Remembering Chris Cornell

Terry
Misc
4 minute read

They say, always make a good first impression. I still remember the first time I saw Chris Cornell live in concert. It was at a rather intimate venue. He walked to the stage sporting a well worn plaid shirt that he had likely gotten when he first formed Soundgarden and last washed when he was in Temple Of The Dog. His hair’s grease must have been there since the start of the tour. He was remarkably thin. He looked like a 90s grunge rocker, except this was in late 2008. Chris had seen better days. His electronic pop flop Scream was a few months away from being released but he was ready to perform some of the tracks that night.

I'm lonely and I'm thirsty
But it's better I stay dry
No more than two drinks away
From crying

He placed himself at the front of the stage and grabbed the mic. His remarkable voice silenced the roaring crowd in a split second. He never sung out of tune, he never missed a beat. He was in top form throughout the night. I’ve been to a ton of shows in my life, and to this date, this one is still in my top five.

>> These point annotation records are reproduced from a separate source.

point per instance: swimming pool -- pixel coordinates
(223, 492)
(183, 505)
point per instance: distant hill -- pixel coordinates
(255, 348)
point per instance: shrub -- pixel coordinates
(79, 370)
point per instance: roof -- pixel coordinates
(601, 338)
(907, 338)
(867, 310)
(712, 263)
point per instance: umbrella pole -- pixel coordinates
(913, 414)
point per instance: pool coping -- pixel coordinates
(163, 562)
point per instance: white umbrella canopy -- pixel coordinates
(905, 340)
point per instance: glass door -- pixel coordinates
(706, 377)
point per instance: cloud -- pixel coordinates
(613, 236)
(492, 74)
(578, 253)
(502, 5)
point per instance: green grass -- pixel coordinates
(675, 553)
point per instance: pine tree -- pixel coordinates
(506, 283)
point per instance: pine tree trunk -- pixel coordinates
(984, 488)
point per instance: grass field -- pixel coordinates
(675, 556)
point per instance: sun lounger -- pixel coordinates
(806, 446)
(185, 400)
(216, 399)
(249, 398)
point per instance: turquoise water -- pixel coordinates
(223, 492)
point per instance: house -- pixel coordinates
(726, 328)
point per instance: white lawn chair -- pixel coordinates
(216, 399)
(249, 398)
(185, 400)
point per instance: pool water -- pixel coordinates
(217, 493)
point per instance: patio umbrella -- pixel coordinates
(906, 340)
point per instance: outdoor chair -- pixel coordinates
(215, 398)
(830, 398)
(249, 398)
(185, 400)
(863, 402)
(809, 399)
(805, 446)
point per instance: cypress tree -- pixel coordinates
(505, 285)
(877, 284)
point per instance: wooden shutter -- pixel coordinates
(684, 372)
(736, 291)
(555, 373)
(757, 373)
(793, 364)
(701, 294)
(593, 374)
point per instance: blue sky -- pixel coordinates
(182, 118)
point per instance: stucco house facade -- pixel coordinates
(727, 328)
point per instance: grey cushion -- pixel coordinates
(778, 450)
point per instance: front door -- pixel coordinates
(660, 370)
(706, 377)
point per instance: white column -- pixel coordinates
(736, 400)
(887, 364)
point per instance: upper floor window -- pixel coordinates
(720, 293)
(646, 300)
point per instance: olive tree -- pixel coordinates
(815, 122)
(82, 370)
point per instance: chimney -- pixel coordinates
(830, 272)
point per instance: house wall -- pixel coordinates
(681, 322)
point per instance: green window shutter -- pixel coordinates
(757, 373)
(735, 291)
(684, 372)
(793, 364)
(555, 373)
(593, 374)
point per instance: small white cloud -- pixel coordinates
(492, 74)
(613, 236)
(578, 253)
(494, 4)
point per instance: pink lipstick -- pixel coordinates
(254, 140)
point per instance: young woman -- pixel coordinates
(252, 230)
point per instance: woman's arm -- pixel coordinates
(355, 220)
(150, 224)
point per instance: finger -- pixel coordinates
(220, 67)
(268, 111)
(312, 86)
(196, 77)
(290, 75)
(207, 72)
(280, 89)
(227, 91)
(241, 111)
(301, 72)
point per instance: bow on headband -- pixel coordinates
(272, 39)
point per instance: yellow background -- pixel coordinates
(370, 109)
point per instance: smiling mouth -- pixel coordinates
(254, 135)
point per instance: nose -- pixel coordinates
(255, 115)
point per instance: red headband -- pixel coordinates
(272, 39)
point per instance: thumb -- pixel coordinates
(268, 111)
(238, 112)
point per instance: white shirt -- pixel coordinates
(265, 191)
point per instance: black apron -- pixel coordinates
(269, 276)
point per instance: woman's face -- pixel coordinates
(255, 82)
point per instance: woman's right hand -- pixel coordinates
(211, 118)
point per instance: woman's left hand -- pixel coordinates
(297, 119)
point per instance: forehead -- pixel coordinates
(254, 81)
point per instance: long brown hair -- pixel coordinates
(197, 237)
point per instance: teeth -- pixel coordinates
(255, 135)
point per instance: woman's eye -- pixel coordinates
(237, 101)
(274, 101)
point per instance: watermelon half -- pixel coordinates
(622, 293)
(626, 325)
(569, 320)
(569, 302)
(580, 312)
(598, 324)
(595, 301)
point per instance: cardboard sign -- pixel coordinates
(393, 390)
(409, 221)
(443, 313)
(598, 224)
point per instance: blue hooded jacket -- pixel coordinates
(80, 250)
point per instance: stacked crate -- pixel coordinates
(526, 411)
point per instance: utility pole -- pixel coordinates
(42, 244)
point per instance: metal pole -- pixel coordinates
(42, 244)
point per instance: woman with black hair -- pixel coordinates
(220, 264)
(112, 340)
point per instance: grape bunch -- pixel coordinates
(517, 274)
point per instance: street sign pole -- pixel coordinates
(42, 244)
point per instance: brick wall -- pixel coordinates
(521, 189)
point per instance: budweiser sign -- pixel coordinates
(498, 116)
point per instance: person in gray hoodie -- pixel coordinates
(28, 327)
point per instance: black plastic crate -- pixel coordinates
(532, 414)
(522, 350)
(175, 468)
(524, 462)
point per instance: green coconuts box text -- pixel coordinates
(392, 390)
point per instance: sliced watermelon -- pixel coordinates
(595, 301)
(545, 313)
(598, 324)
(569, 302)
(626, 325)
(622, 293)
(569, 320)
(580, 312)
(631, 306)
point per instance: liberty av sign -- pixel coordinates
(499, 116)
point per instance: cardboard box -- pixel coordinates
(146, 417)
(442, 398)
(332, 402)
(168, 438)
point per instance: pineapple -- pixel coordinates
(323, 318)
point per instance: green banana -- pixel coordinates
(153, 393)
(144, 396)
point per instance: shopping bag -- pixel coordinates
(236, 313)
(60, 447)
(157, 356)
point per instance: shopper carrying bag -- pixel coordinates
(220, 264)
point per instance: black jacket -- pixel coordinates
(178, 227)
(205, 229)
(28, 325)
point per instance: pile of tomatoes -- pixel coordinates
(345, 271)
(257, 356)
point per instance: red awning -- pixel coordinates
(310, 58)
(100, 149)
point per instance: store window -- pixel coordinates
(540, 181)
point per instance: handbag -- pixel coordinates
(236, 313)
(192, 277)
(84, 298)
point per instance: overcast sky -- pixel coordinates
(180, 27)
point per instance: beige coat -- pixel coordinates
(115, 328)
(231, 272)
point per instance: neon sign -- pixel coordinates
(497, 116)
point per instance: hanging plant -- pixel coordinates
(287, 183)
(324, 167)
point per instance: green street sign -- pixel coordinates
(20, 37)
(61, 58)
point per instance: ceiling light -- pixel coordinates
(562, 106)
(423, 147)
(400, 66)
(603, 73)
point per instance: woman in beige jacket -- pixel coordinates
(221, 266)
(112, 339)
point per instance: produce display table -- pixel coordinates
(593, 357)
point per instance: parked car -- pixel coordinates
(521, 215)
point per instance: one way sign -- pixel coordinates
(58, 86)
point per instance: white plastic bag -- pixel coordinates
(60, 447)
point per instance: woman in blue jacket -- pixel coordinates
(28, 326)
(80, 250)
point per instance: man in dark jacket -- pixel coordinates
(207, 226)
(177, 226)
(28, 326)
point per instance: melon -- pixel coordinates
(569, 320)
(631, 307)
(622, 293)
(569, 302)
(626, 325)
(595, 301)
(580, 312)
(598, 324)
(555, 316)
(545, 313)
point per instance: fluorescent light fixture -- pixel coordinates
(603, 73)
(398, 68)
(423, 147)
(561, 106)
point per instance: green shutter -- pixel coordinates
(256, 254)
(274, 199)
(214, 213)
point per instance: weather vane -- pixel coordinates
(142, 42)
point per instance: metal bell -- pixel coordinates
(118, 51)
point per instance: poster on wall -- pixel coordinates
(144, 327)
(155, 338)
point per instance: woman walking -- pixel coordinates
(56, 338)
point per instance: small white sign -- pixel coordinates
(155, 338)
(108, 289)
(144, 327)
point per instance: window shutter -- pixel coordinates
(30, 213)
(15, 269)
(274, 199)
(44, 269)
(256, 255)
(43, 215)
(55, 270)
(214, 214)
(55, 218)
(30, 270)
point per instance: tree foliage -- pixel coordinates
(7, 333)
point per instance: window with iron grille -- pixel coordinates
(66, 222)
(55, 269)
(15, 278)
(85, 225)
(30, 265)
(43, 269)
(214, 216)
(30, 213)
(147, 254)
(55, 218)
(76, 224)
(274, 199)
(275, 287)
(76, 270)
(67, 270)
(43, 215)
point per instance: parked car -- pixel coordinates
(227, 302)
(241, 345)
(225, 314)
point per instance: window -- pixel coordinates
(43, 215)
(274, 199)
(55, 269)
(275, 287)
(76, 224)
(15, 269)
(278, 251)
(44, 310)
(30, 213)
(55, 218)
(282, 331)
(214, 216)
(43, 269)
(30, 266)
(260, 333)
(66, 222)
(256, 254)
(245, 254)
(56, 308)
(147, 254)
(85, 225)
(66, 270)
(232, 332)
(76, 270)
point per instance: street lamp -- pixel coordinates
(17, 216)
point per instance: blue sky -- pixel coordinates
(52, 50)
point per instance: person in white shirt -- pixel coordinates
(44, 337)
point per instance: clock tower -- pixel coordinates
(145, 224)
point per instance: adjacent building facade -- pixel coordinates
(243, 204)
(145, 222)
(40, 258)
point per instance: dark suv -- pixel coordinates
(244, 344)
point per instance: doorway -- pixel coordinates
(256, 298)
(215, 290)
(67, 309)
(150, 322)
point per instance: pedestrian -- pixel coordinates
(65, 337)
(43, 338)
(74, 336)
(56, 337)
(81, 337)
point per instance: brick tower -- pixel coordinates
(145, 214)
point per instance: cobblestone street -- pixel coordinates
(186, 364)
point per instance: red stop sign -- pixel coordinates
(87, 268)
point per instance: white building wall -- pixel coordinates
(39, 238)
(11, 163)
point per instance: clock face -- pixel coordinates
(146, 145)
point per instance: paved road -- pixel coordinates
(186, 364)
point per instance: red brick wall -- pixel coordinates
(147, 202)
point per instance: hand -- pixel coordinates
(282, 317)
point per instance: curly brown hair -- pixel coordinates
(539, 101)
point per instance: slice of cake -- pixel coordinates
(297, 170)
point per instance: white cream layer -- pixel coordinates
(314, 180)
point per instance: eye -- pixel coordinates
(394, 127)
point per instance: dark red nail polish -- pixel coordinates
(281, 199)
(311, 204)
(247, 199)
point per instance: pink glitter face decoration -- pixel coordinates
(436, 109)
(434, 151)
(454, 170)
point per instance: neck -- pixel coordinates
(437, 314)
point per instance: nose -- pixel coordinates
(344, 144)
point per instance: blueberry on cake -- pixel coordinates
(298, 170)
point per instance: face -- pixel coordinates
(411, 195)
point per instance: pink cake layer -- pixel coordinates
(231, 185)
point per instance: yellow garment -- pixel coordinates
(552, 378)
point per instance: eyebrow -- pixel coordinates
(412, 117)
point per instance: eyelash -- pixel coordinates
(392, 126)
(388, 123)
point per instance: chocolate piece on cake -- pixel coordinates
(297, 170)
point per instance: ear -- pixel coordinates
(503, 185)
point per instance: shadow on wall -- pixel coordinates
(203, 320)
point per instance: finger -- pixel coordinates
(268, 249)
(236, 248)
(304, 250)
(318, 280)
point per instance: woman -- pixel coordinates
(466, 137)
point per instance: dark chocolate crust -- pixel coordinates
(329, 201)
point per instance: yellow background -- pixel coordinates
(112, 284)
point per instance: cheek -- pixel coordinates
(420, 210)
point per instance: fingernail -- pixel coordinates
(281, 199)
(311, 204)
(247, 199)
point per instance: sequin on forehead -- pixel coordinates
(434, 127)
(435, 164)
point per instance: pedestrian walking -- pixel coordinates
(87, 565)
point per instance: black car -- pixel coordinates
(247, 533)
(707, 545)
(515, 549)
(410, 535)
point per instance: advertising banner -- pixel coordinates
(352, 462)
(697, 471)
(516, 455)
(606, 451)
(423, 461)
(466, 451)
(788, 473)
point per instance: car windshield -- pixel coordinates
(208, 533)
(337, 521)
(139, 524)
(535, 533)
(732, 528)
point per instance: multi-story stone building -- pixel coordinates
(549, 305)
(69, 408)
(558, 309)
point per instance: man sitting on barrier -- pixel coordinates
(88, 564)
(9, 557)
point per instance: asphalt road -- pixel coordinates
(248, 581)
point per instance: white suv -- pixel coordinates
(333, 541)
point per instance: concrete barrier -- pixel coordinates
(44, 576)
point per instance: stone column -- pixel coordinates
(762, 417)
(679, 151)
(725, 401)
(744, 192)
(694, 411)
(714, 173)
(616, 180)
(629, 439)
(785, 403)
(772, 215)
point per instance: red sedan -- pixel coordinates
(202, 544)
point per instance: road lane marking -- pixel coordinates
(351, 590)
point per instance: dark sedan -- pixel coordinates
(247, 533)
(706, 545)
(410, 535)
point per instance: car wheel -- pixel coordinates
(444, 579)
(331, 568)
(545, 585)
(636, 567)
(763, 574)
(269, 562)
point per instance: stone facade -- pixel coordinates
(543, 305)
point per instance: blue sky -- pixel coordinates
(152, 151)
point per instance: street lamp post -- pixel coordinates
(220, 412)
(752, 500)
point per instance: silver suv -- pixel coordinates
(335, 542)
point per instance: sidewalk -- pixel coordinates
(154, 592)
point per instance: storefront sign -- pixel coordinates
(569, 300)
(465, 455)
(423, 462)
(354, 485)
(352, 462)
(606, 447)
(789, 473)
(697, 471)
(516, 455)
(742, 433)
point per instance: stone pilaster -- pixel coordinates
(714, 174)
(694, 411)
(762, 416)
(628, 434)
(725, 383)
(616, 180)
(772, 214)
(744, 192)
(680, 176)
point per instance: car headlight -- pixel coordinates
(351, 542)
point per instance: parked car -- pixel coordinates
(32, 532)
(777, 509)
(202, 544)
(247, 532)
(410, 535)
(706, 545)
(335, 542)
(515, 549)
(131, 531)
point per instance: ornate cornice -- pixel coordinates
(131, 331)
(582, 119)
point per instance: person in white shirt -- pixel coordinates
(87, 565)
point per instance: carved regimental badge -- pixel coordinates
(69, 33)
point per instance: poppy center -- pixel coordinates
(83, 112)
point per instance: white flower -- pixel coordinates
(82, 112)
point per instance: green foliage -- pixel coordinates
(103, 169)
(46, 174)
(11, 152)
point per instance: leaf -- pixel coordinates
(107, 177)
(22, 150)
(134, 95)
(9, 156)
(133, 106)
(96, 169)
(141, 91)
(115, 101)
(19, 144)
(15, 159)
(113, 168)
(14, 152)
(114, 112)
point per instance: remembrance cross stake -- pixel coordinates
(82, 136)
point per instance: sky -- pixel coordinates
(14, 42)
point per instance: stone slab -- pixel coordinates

Suddenly I can see everything that's wrong with me yeah
What can I do I'm the only thing I really have at all

Pretty Noose always bothered me. It still gives me shivers every single time it comes on one of my playlists or when some radio jockey thinks no one is listening late in the night. Don’t get me wrong, I love the song, it’s one of my favorites from the Soundgarden era. Let me elaborate a bit then. When I was a child, my friend’s mom hung herself in her basement just a few doors next to us. I was way too young to comprehend that someone could willingly take their own life at that time. When I hear the words “I caught the moon today” uttered, they’re a constant reminder of not only the people in my life that have taken their lives since my friend’s mom but also of Kurt, Layne, Hoon and all the other troubled nineties rockers that ended their journeys far too early.

Diamond rope silver chain
Pretty noose is pretty pain
And I don't like
What you got me hanging from

Going back to that 2008 concert, all cues pointed to Chris being a mess: Soundgarden and Audioslave were long gone, fans had started to shout "sellout" at his upcoming album and he needed a bit of grooming. He didn’t perform Pretty Noose that night. In fact, the playlist consisted of mostly good spirited songs, or at least, as good spirited as songs from a nineties grunge rocker could be.

But when it's my time,
to throw the next stone,
ll call you beautiful,
If I call at all

Since that first impression, I’ve paid closer attention to Chris’ career. He never released another Scream. Higher Truth was much more favorably received by fans and critics alike. Soundgarden got back together. He kept scoring the title tracks for many successful films. Herein lies the problem — We often mistake people’s accomplishments for happiness. Depression doesn’t go away simply because someone is doing well in life.

I was lost in the pages
Of a book full of death
Reading how we'll die alone
And if we're good, we'll lay to rest

When I heard the news that Chris Cornell had died on May 18, 2017, I was in shock. Was it at an accident? Was it a heart attack? Did someone poison him? What happened? I listened to my favorite tunes of his throughout the day as I constantly refreshed the news on my phone for more info pertaining to his death. Of course, I was listening to Pretty Noose when I found out he had hung himself. In that moment, the shock of his death quickly dissipated. It didn’t surprise me one bit anymore — his music repertoire is filled with lyrics of depression and suicidal tendencies.

Hang my head,
drown my fear
Till you all just disappear

Chris Cornell wasn’t in his late twenties taking his life for fear that his fame would fade away. He lived twice the span of most 90s grunge frontmen. This was a man who had once overcome addiction. He was a family man. He gave away millions to help children around the world. He visited refugee camps to help out just weeks before his death. “I'm sorry you were alone, and I know that was not you, my sweet Christopher” his wife Vicky wrote in a posthumous note to her late husband.

We will all miss you Chris and your kindness. Say hello to heaven.